I think I’ve made this point before, but it’s worth making again:
Two months after insisting that they would roll back broad eavesdropping powers won by the Bush administration, Democrats in Congress appear ready to make concessions that could extend some crucial powers given to the National Security Agency.
Administration officials say they are confident they will win approval of the broadened authority that they secured temporarily in August as Congress rushed toward recess. Some Democratic officials concede that they may not come up with enough votes to stop approval.
This isn’t how Congress works, and a reporter from the New York Times should know better. If the leadership of the majority party in Congress doesn’t want a particular piece of legislation to come to the floor, it’s extraordinarily difficult for other members of Congress to bring it to the floor. As I understand it, the primary mechanism in the House is a discharge petition, which requires the signatures of the majority of members of Congress. According to Wikipedia, only 47 piece of legislation have received the required majority in the last 70 years, and only two of those have become law. In other words, by and large if the leadership doesn’t want a piece of legislation to move, it doesn’t move.

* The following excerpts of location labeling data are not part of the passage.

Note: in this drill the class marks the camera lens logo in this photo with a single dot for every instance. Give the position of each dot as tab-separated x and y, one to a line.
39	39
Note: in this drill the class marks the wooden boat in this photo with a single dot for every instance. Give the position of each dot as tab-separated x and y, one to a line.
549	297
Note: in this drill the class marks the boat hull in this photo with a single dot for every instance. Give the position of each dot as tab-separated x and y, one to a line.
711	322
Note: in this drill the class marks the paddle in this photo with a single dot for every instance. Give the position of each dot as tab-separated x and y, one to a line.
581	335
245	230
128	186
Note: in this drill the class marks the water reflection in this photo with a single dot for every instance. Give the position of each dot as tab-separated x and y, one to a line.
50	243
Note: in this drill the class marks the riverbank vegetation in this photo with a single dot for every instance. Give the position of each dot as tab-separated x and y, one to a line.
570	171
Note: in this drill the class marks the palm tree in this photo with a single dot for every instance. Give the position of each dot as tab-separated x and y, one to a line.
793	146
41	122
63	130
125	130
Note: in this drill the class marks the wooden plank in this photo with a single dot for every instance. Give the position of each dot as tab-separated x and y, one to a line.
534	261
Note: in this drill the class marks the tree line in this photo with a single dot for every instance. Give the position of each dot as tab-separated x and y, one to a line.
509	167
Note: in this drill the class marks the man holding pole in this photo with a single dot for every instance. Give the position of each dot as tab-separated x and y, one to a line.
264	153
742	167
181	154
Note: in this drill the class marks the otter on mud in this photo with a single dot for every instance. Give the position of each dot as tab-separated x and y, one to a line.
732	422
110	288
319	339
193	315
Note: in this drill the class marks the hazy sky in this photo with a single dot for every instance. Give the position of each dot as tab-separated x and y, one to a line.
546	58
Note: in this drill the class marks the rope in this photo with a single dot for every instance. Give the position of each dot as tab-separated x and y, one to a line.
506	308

And then there’s the Senate, where in addition to the usual prerogatives of leadership, any 41 members of the Senate can stop legislation with a filibuster. I find it extraordinarily hard to believe that the Democratic leadership couldn’t find at least one of these mechanisms to stop a bad FISA bill. The more likely explanation is that the leadership simply doesn’t consider this issue important enough to risk giving Republicans a campaign issue next year. Which is fine; that’s the sort of political calculation the congressional leadership is supposed to make. But if that’s what’s going on, then reporters should call a spade a spade, and not let the leadership get away with making lame excuses.